Bu bereketli toprakların her bir köşesi, farklı medeniyetlerin kalıntılarının birleştiği Anadolu'nun en köklü bölgelerinden biri olan Kayseri'de barınıyor. Bu topraklar tarih öncesi dönemlere, Kalkolitik (Bakırtaş) çağlarına kadar uzanan bir geçmişe sahip. Asur, Hitit, Frig ve Roma dönemlerinden kalan tarihi eserlerle süslü olan Kültepe, bu medeniyetlerin birer parçasıdır. Kayseri şehri, bu tarih zengini yerleşim yerinin yakınında, tüm bu tarih faktörlerinden derinden etkilenmiş bir durumdadır.

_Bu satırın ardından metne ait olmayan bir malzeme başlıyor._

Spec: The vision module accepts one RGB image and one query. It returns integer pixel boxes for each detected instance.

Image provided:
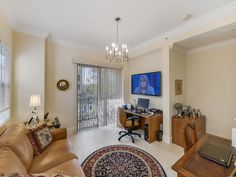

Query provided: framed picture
[57,79,69,91]
[175,79,183,95]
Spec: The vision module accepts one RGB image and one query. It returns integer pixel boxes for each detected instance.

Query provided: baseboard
[67,127,77,136]
[163,135,172,144]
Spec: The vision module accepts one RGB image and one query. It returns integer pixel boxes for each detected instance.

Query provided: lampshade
[29,95,41,107]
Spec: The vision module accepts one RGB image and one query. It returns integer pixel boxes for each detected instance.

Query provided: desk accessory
[28,95,41,125]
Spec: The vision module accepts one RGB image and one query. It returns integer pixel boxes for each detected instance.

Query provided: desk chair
[182,123,197,152]
[118,108,141,143]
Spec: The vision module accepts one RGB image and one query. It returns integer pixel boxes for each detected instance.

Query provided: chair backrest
[182,123,197,152]
[118,108,127,127]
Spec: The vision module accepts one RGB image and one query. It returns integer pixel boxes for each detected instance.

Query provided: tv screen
[131,71,161,96]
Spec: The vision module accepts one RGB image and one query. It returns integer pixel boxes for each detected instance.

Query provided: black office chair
[118,108,141,143]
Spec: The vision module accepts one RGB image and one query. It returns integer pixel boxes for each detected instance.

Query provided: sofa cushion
[0,124,33,169]
[0,147,27,176]
[43,159,85,177]
[27,124,52,155]
[29,139,77,174]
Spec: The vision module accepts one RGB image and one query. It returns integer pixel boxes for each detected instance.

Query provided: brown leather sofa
[0,124,85,177]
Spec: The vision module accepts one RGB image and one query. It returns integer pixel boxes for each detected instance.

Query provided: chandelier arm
[116,20,119,47]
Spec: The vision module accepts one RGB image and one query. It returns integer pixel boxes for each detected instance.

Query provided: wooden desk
[121,110,163,143]
[172,134,234,177]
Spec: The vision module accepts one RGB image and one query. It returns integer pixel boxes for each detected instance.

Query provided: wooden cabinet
[172,116,206,147]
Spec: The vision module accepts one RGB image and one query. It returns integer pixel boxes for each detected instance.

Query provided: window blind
[0,43,10,126]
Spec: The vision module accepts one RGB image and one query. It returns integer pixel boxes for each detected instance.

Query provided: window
[0,43,10,126]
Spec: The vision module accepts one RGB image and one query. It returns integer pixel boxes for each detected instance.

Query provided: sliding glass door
[78,65,122,130]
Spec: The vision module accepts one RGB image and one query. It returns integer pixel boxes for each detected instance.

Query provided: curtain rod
[72,57,123,69]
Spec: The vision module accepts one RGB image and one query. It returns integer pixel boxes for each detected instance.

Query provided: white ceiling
[176,23,236,50]
[3,0,235,50]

1067'de Selçuklu komutanının eline geçerek Türk yönetimine giren Kayseri; Selçuklu Devleti, Eratna Beyliği, Dulkadiroğulları, Kadı Burhanettin, Karamanoğulları ve Osmanlı Devleti gibi pek çok hükümet dönemine tanıklık etmiştir. Selçuklular başta olmak üzere, her dönemde Kayseri, önemli bir Türk kültür merkezi olmuştur.

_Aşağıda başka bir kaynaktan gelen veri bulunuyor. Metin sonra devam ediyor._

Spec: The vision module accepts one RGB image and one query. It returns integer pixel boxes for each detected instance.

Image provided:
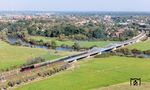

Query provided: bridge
[35,31,146,66]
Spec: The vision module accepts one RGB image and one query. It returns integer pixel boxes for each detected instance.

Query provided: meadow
[127,39,150,51]
[0,40,70,69]
[30,36,115,48]
[15,56,150,90]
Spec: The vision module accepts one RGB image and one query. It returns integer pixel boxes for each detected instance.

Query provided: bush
[131,49,142,54]
[144,50,150,55]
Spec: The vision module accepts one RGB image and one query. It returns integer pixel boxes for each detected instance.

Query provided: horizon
[0,0,150,12]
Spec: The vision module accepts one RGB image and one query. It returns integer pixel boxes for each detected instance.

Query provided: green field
[0,40,72,69]
[30,36,115,47]
[16,56,150,90]
[127,39,150,51]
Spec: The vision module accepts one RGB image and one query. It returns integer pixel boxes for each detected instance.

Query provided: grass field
[127,39,150,51]
[16,56,150,90]
[30,36,115,47]
[0,41,72,69]
[95,82,150,90]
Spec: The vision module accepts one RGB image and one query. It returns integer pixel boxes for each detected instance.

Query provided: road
[34,31,146,66]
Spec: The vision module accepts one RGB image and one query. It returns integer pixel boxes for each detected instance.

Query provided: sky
[0,0,150,12]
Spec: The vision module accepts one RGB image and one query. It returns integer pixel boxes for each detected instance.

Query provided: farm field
[127,39,150,51]
[30,36,115,47]
[0,41,72,69]
[15,56,150,90]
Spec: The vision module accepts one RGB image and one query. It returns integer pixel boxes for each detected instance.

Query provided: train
[20,51,89,72]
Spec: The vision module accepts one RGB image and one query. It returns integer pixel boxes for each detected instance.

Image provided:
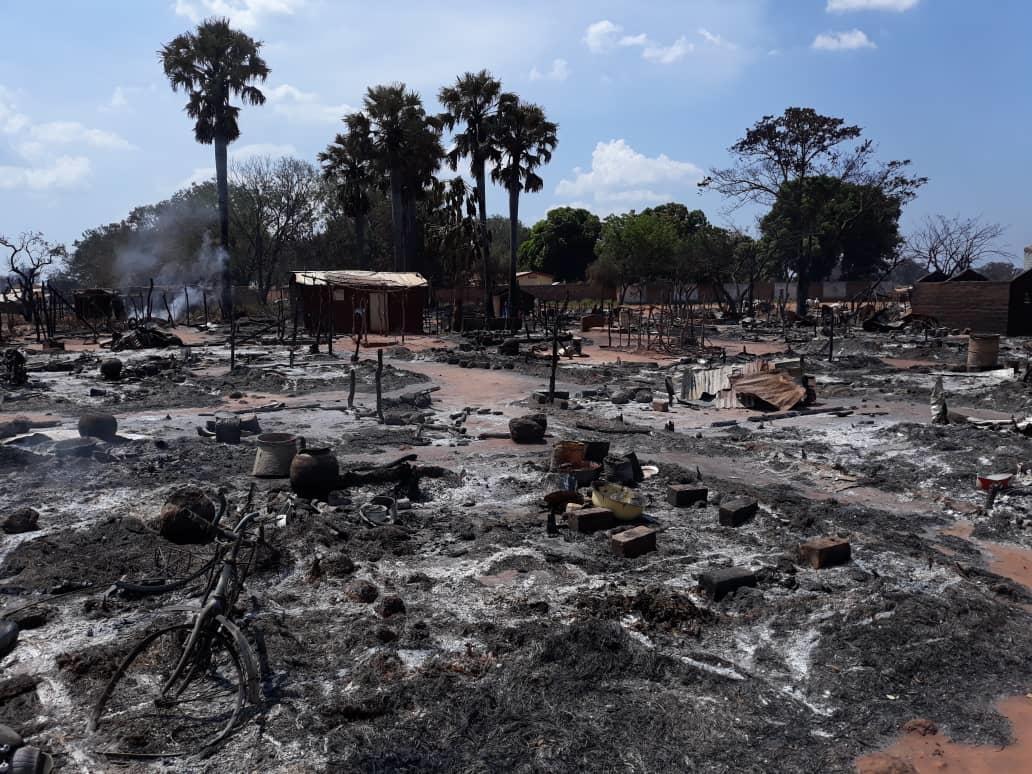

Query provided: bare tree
[905,215,1007,277]
[0,231,65,321]
[229,157,323,301]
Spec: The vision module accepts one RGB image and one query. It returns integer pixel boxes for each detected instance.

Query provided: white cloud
[530,59,570,80]
[584,19,705,64]
[828,0,920,13]
[699,27,738,51]
[29,121,133,151]
[99,84,157,112]
[0,86,134,191]
[642,35,696,64]
[173,0,305,29]
[175,142,297,191]
[555,139,703,212]
[619,32,649,45]
[0,86,29,134]
[0,156,91,191]
[810,30,878,51]
[584,19,623,54]
[265,84,354,124]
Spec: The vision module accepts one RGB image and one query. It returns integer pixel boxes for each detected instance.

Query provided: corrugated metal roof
[293,269,427,290]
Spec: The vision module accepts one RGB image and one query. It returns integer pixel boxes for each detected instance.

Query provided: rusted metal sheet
[910,282,1011,334]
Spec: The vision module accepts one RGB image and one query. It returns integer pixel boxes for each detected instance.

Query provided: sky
[0,0,1032,261]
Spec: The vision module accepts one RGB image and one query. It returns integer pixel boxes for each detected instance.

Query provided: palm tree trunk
[509,186,520,328]
[405,194,422,271]
[215,133,233,320]
[390,169,408,271]
[473,164,494,319]
[355,214,367,268]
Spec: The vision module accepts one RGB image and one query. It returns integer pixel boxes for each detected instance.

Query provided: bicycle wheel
[90,623,246,757]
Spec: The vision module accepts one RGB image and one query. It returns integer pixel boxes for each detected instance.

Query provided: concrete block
[799,538,851,570]
[720,498,760,526]
[699,567,756,601]
[667,484,709,508]
[609,526,656,559]
[567,508,616,534]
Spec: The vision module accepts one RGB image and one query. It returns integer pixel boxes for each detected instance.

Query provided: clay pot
[290,449,341,498]
[78,414,119,441]
[251,432,304,479]
[552,441,587,471]
[100,357,122,382]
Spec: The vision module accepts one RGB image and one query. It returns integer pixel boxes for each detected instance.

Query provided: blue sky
[0,0,1032,260]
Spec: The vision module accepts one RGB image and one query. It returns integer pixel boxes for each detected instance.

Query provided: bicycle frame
[161,512,258,702]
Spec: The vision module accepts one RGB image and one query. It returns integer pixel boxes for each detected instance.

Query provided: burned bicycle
[89,513,262,759]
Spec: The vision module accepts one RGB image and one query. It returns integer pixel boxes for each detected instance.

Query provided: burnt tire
[8,747,54,774]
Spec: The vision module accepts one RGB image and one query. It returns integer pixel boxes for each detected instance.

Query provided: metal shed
[290,269,429,334]
[910,269,1032,336]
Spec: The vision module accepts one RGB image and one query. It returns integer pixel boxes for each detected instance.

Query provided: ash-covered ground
[0,327,1032,773]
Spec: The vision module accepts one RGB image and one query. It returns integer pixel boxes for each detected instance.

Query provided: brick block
[609,526,656,559]
[567,508,616,533]
[667,484,709,508]
[799,538,851,570]
[720,498,760,526]
[699,567,756,601]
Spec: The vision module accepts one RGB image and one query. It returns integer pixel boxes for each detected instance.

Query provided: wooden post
[326,285,336,355]
[377,349,384,424]
[29,288,42,342]
[290,293,301,366]
[229,316,236,370]
[147,278,154,322]
[548,304,559,404]
[161,290,175,328]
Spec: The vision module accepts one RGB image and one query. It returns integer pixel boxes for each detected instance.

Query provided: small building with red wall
[910,269,1032,336]
[290,269,429,334]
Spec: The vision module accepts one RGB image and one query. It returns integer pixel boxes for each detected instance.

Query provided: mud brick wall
[910,282,1010,334]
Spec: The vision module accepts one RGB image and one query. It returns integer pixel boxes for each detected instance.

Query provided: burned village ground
[0,328,1032,772]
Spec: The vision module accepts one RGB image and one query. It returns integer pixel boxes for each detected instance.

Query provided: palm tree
[319,112,379,268]
[158,19,269,318]
[491,94,559,326]
[362,84,442,271]
[438,70,502,317]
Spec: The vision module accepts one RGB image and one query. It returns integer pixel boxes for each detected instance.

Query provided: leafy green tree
[761,175,902,297]
[588,212,683,303]
[159,19,269,314]
[700,107,927,313]
[438,70,502,317]
[491,94,559,315]
[230,157,323,303]
[642,201,710,239]
[67,183,219,288]
[319,112,380,268]
[518,207,602,282]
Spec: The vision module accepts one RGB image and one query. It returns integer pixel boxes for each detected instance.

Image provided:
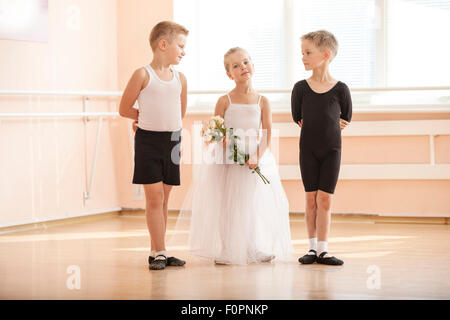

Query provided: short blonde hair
[149,21,189,51]
[301,30,339,59]
[223,47,252,71]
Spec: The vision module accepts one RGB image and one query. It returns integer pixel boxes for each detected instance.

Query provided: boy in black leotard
[291,30,352,265]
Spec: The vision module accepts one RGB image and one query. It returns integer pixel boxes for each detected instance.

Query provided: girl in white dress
[171,48,292,264]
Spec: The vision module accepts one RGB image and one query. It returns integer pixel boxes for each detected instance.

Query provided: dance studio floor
[0,212,450,300]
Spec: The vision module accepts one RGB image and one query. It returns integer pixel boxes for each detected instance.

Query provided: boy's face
[227,50,254,82]
[166,34,186,64]
[302,39,330,70]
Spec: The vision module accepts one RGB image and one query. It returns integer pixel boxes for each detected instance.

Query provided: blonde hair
[301,30,339,59]
[149,21,189,51]
[223,47,252,71]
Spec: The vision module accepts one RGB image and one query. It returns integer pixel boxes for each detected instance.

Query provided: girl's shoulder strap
[227,92,231,104]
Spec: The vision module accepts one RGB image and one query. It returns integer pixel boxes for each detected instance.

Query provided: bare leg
[163,183,172,239]
[317,190,333,241]
[305,191,317,239]
[144,182,166,251]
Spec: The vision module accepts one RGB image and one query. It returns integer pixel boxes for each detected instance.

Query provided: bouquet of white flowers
[202,116,270,184]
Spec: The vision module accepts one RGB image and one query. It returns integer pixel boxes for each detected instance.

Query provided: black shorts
[300,146,341,194]
[133,128,181,186]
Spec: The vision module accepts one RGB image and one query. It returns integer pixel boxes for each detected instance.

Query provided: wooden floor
[0,213,450,300]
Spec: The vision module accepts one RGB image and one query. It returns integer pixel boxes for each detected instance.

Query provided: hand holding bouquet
[201,116,270,184]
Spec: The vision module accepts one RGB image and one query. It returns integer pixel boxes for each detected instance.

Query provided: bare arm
[247,96,272,169]
[179,72,187,119]
[119,68,147,120]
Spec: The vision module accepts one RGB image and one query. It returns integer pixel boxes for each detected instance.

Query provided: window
[174,0,450,105]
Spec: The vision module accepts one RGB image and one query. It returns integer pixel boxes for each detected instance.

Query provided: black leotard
[291,80,352,193]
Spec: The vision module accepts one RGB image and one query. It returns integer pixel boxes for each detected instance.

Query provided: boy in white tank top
[119,21,189,270]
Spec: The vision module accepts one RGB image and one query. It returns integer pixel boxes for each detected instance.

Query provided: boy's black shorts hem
[133,128,181,186]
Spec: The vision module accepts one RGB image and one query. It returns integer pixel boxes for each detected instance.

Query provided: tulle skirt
[169,142,293,264]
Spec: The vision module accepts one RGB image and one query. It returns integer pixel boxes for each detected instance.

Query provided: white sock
[155,250,167,260]
[317,241,332,258]
[308,237,317,255]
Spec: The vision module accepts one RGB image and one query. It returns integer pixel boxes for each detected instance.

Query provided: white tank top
[137,65,182,132]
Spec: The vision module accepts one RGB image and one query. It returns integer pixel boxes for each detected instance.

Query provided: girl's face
[302,39,330,70]
[167,34,186,64]
[227,50,254,82]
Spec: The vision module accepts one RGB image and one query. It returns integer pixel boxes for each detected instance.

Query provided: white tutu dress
[169,96,293,264]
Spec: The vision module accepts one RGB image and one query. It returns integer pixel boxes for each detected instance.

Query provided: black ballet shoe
[148,254,167,270]
[298,249,317,264]
[317,251,344,266]
[148,256,186,267]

1924 Anayasası'nın ardından il statüsüne ulaşan Kayseri, Türkiye'nin ilk uçak fabrikasının ve demiryolu ağına ev sahipliği yaparak önemli gelişmelere öncülük etmiştir. 1953'te kurulan Sümer Bez Fabrikası ve 1950'lerde hayata geçirilen sanayi sitesi, Kayseri'yi Türkiye'nin en büyük sanayi ve ticaret atılımlarının öncüsü haline getirmiştir. Bugün ise, Kayseri ekonomisi, kültürel yaşamı, sağlık hizmetleri, eğitim seviyesi, spor faaliyetleri ve şehir planlaması alanlarında gösterdiği büyük gelişimle Türkiye'nin en hızlı büyüyen ve dikkat çeken şehirleri arasında yer alıyor.

Kayseri'nin eski isimleri

Türkiye'nin önemli kültür, sanat, bilim ve turizm merkezlerinden biri olan bu şehir, tarihin en eski zamanlardan beri birçok medeniyete beşik olmuştur. Şehrin en eski adı olan Mazaka, Roma dönemine kadar kullanılmıştır. Roma döneminde ise şehre 'imparator şehri' anlamına gelen Kaisareia adı verilmiştir. Araplar, Kaisareia adını Kaysariya şeklinde kullanmışlar. Anadolu'yu fetheden Türkler, şehre Kayseriye adını vermişler ve bu ad, Cumhuriyet dönemiyle birlikte Kayseri şeklini almıştır.